Monday, September 22, 2008

W.G. Sebald

Finished W.G. Sebald’s The Emigrants the other day. Very unusual book, perhaps the most unusual I have ever read. It was apparently his first major work. I didn’t really know what to expect; I picked it up after reading his On The Natural History of Destruction – I looked Sebald up and discovered that he was supposed to be known for the dreamy, slightly surreal and deeply melancholy quality of his fiction, all appealing qualities for me. Thing is, The Emigrants is not entirely fiction. It mostly is, I suspect, but it does not read as such. I say “I suspect” because it is not at all clear where memoir crosses over into invention.

The book is a collection of four stories, all written in the first person, and in all four the narrator is basically real-life Sebald himself – a German professor who moves to England to teach languages and translation. They all start out by recounting an ordinary experience – traveling to Manchester for a semester of research, looking for an apartment – exactly the way they would, and most likely did, happen to Sebald in real life. A memoir of the quotidian, if you will.
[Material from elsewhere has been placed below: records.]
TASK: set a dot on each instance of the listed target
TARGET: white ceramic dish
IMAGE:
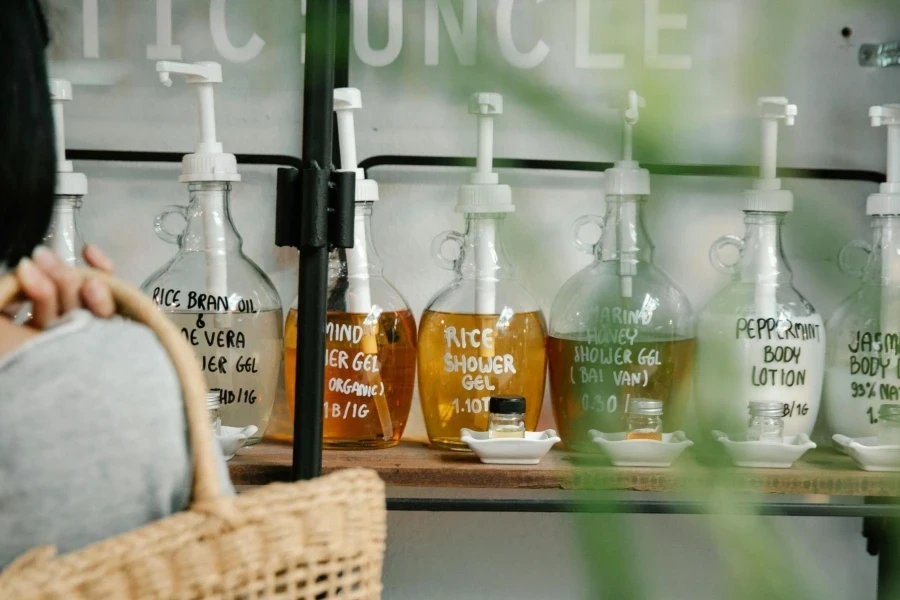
(641, 453)
(233, 439)
(868, 455)
(766, 455)
(510, 451)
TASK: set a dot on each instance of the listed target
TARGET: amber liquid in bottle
(464, 359)
(591, 383)
(368, 382)
(637, 435)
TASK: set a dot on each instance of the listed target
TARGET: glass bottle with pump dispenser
(620, 328)
(483, 334)
(63, 236)
(224, 304)
(863, 359)
(758, 339)
(370, 347)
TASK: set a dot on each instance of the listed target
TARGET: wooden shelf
(821, 471)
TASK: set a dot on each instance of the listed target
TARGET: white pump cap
(767, 195)
(627, 178)
(347, 100)
(484, 194)
(208, 162)
(887, 200)
(68, 183)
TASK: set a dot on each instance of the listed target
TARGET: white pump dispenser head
(346, 101)
(68, 183)
(484, 194)
(627, 178)
(767, 195)
(208, 162)
(887, 200)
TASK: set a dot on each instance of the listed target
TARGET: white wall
(738, 49)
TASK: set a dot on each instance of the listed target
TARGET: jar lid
(507, 405)
(644, 406)
(213, 399)
(766, 409)
(889, 410)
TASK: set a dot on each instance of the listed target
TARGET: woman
(92, 432)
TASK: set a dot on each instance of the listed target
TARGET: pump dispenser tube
(359, 297)
(63, 236)
(212, 197)
(887, 202)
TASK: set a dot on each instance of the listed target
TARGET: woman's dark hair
(27, 153)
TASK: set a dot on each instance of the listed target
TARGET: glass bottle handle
(844, 263)
(163, 233)
(723, 242)
(437, 248)
(587, 248)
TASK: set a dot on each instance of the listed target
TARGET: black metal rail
(651, 507)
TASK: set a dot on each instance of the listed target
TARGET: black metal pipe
(274, 160)
(656, 169)
(656, 507)
(318, 105)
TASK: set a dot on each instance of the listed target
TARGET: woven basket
(302, 541)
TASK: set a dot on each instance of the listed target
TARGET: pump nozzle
(486, 106)
(68, 183)
(889, 116)
(209, 162)
(631, 116)
(771, 110)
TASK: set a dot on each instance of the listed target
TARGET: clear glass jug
(619, 329)
(863, 359)
(758, 339)
(224, 304)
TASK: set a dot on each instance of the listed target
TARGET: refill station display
(758, 339)
(224, 304)
(483, 334)
(370, 333)
(863, 362)
(620, 328)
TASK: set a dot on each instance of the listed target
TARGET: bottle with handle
(620, 328)
(223, 303)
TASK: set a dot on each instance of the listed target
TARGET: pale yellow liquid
(447, 404)
(586, 396)
(241, 355)
(352, 420)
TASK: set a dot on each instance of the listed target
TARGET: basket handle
(134, 305)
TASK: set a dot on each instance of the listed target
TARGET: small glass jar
(643, 419)
(213, 407)
(766, 422)
(507, 417)
(888, 427)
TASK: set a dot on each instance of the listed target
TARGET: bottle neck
(482, 255)
(624, 237)
(884, 267)
(209, 226)
(363, 257)
(762, 258)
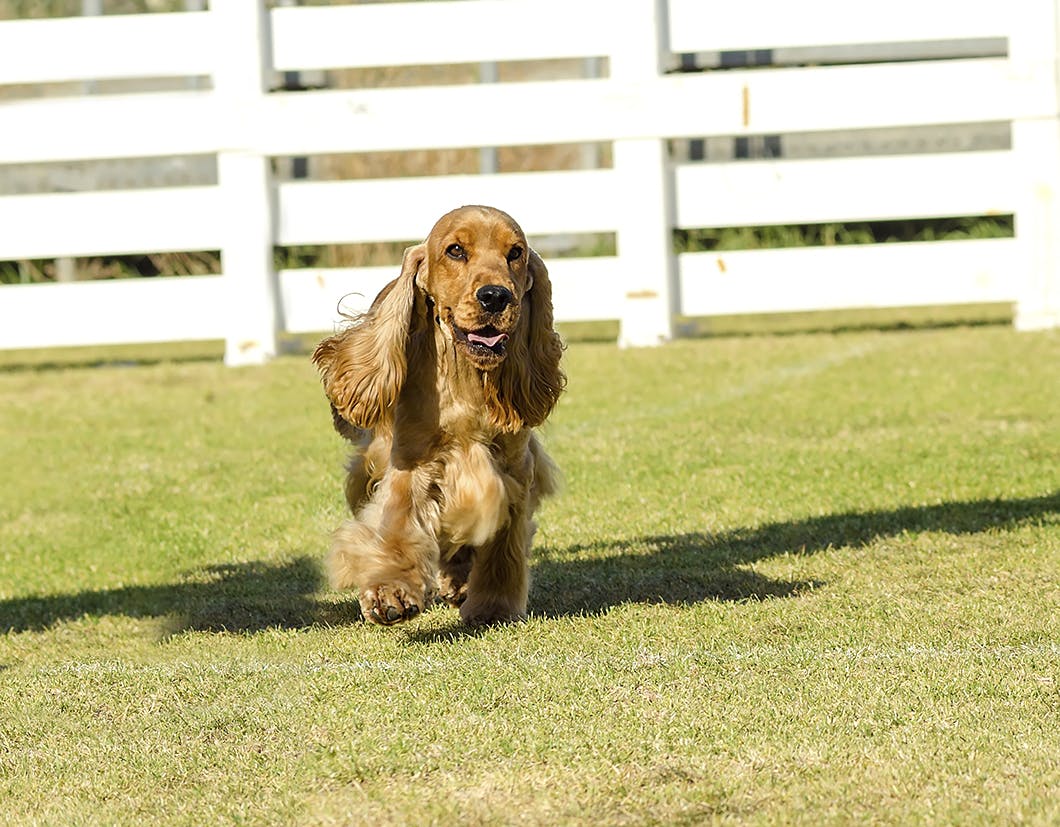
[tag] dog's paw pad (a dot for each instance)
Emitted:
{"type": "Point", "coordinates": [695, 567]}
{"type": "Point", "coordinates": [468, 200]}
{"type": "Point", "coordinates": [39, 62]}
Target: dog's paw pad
{"type": "Point", "coordinates": [388, 604]}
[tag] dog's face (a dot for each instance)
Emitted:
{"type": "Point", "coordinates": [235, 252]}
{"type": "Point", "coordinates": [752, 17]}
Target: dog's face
{"type": "Point", "coordinates": [477, 275]}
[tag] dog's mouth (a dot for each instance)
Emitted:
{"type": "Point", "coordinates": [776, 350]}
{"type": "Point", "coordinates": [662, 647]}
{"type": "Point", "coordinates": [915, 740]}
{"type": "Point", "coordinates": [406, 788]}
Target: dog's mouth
{"type": "Point", "coordinates": [486, 342]}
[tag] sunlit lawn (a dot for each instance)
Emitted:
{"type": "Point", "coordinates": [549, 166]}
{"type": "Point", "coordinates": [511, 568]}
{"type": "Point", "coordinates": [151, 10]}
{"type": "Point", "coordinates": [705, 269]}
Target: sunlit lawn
{"type": "Point", "coordinates": [801, 578]}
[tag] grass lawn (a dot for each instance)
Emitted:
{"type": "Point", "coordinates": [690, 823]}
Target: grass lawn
{"type": "Point", "coordinates": [809, 578]}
In every story, however, the narrator eventually meets, or comes to relate how he once met, the central character, and here the line quickly blurs, though since factual elements persist, or so it seems to me at least, to the end of each story, there is no real line; it dissipates subtly into invention until the reader feels like he is simply reading a story.
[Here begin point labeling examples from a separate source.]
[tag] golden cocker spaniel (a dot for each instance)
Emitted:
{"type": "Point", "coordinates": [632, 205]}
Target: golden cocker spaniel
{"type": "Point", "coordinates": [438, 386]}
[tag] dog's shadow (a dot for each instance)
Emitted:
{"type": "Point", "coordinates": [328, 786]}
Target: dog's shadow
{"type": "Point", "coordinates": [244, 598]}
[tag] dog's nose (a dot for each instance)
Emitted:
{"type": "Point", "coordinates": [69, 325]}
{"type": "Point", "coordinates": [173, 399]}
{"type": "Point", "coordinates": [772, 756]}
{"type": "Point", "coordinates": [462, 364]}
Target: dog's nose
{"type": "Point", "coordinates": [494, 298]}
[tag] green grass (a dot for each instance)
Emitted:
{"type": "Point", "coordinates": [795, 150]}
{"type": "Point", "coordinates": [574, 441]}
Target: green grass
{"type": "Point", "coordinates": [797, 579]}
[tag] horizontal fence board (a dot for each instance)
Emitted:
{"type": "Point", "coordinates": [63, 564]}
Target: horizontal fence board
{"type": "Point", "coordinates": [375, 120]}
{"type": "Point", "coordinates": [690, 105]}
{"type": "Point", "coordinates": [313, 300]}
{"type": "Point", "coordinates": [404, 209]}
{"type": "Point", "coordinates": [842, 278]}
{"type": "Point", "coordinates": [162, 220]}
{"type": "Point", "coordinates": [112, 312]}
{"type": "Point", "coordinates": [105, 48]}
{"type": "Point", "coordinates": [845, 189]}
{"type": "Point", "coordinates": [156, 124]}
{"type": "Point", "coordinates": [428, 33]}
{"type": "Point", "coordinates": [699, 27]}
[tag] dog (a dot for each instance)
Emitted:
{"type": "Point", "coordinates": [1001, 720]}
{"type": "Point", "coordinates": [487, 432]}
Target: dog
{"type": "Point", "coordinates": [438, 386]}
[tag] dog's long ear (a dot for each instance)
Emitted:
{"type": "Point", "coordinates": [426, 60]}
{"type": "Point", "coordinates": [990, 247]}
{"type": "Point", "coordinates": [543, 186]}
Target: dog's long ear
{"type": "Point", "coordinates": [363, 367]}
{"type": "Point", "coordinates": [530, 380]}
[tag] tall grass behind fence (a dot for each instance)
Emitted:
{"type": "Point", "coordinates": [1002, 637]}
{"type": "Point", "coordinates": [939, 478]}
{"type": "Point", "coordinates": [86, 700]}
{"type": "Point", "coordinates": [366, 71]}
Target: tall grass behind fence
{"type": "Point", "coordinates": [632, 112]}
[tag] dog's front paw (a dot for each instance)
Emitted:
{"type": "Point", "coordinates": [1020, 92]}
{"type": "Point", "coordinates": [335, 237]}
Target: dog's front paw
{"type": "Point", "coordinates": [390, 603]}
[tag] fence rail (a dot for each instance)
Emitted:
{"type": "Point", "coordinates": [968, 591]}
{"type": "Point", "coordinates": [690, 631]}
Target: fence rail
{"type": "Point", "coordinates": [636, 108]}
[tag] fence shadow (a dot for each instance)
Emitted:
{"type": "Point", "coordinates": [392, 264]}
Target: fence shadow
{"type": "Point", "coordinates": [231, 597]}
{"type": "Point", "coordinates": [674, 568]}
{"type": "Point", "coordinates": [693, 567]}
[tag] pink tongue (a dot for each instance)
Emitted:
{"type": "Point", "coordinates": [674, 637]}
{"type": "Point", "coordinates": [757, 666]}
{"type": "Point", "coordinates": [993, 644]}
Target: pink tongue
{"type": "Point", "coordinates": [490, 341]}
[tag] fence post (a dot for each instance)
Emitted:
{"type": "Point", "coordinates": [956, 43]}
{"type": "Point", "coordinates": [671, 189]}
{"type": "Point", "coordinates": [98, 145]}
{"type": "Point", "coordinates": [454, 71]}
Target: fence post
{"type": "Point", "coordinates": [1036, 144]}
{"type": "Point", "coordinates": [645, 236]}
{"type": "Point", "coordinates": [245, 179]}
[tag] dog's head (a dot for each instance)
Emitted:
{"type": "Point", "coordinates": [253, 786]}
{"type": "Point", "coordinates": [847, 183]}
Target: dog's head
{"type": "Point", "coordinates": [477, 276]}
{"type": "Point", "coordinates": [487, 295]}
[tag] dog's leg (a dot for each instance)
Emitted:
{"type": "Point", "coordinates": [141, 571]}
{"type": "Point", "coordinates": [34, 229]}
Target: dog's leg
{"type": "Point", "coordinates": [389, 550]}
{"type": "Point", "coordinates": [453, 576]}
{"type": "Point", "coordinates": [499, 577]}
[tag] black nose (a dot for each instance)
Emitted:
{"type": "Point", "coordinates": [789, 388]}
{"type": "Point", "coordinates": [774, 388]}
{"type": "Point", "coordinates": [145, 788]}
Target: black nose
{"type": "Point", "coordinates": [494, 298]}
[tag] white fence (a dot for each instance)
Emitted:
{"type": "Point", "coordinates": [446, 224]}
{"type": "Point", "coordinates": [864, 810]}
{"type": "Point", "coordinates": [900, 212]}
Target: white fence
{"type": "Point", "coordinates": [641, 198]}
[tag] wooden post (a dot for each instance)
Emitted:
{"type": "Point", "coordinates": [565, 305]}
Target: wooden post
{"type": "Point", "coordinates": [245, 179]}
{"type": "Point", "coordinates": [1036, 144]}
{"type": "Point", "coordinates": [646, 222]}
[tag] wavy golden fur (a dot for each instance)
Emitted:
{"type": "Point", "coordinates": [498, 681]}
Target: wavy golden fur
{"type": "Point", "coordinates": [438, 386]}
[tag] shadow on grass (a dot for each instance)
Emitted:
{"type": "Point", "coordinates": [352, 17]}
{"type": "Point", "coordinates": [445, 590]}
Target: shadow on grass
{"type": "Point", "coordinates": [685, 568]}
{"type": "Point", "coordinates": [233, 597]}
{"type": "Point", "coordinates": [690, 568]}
What’s even more unusual is that the book is illustrated, if that is the right word, with a large number of photos depcting people and places in the stories, initially giving everything an imprimatur of absolute, documentary certainty. The vast majority of these, of course, were never intended to be illustrations. Sebald merely found images that fit, or, perhaps in some cases wrote prose to fit the images. The effect is curious but powerful – rationally we realize a particular segment of the story cannot be literally true, and the photo isn’t really of the thing being written about just then, yet the image and the text on the page together draw us in more strongly than either would do on its own.
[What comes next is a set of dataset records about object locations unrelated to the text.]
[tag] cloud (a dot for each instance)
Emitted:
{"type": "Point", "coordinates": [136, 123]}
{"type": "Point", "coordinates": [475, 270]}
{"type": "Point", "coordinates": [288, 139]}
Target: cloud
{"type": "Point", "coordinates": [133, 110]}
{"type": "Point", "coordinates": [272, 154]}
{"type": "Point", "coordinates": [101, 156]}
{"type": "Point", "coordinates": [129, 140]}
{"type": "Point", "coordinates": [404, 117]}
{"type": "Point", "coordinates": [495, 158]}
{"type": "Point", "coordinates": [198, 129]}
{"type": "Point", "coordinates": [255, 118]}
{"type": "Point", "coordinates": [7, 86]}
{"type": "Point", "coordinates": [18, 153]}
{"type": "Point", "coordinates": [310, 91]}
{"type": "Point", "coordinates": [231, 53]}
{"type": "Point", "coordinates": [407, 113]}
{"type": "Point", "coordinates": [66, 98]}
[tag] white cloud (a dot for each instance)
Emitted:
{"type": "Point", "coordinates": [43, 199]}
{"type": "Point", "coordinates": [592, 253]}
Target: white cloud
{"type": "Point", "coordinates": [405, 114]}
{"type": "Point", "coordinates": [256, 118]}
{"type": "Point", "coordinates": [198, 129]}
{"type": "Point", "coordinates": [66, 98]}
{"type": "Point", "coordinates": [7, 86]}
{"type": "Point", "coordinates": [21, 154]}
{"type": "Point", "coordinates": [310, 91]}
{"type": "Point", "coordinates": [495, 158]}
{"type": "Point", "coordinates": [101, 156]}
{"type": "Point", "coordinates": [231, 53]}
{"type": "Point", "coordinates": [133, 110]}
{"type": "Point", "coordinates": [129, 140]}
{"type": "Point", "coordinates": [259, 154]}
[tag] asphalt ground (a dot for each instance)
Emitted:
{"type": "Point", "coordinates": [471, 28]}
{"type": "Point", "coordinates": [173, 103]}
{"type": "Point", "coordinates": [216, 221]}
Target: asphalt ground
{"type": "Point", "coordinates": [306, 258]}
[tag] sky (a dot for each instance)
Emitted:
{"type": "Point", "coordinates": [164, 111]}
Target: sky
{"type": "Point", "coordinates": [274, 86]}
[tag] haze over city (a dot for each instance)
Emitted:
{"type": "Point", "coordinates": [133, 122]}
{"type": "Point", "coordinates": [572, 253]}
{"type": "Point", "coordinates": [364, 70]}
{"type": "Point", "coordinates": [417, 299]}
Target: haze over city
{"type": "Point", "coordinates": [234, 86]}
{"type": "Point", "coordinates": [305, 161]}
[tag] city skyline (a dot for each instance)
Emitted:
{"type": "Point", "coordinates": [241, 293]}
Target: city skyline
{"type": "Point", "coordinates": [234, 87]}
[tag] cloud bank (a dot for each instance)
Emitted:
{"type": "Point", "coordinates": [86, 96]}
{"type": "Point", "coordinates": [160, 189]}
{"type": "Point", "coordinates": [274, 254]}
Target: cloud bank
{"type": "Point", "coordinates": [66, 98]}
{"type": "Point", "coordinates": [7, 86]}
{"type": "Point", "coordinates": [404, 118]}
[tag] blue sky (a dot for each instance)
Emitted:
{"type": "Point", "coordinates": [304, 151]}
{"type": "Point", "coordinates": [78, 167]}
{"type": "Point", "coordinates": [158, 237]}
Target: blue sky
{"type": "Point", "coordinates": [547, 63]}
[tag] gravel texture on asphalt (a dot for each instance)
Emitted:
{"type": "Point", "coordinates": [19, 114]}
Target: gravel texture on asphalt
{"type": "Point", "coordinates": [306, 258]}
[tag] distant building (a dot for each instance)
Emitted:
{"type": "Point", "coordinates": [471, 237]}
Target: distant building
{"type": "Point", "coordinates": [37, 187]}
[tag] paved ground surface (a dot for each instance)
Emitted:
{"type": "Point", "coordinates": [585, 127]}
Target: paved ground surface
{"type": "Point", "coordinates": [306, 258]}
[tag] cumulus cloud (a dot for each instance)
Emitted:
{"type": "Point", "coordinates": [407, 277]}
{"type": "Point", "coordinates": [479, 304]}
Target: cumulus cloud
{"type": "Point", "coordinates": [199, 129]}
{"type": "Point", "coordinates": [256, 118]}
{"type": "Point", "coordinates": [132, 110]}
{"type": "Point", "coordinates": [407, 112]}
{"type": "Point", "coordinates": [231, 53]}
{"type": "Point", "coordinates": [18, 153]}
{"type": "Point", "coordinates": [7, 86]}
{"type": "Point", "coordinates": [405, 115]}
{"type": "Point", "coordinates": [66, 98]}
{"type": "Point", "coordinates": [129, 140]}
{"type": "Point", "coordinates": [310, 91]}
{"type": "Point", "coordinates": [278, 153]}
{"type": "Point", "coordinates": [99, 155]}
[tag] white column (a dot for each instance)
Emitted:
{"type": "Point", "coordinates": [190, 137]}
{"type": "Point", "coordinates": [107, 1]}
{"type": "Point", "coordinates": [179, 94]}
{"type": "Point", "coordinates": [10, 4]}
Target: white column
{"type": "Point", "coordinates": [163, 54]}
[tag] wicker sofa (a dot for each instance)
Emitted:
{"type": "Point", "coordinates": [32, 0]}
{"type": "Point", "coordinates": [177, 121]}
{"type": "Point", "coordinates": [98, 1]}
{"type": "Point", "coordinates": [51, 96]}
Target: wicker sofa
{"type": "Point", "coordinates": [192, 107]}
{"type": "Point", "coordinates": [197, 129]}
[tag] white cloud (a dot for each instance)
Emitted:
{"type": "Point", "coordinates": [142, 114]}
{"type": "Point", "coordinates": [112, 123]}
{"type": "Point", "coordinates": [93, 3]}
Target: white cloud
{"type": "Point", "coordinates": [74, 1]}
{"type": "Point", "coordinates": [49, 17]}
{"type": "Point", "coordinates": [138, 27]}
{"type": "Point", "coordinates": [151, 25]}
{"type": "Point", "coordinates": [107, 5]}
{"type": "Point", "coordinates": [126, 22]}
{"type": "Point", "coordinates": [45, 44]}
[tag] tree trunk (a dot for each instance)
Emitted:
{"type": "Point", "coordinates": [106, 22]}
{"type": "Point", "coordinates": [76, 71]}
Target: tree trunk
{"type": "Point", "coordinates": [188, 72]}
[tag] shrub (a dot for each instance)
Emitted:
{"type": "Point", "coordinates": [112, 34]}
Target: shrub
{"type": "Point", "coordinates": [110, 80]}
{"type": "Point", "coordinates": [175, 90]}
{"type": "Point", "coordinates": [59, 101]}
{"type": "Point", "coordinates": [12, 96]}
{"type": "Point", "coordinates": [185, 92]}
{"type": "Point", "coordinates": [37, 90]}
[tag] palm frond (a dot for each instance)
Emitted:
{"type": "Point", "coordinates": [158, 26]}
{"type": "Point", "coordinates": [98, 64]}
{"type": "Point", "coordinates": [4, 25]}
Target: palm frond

One of the four stories – the one about the narrator’s elementary school teacher – I suspect is straight reminiscence. All the details match up neatly with Sebald’s life, down to the towns he mentions. Though he uses only the first letters, they are in fact the first letters of the names of German towns where Sebald grew up. The accompanying photos of schoolchildren are almost certainly of Sebald and his classmates. The rest of the stories are far less factual. Each central character is probably based on a real person to some extent – the reclusive doctor in the first story, especially, has a palpable believability about him – but the events of their lives Sebald eventually comes to recount are the locus of his message and creativity. All four are Jews of German origin. All four had their lives upended by the Holocaust, but all survived and none experienced deportations or concentration camps, though they certainly had family members who did. Sebald’s concern here isn’t with surviving the Holocaust directly. Rather, it is with the experience of being removed from one’s origins, first physically but eventually, through the passage of time, emotionally. There is no lesson here. It may seem at times that Sebald implies a disappointment with how much personal history his characters lost over the years, yet at the same time he makes them continue to do everything they can to distance themselves from their past further still. The pain of even an indirect experience is too much for them.

There is really only one bit about the book that made me raise my eyebrows briefly. The character of one of the stories – the longest and most fantastical of the bunch, it had something of Mann’s Magic Mountain about it – is Sebald’s great-uncle, making Sebald himself, according to this story at least, part Jewish. In real life, he was not. The whole book, of course, is Sebald’s answer to the imperative that every post-war German writer deals with the Holocaust. This is his way. But does one have to pretend to be that which one is writing about? Especially in a book designed to blur the line between memory and invention? Has he gone just a tad too far? I don’t know. Suffice it to say that even if you see this as a fault, it is a small price to pay for the melancholy fascination of The Emigrants.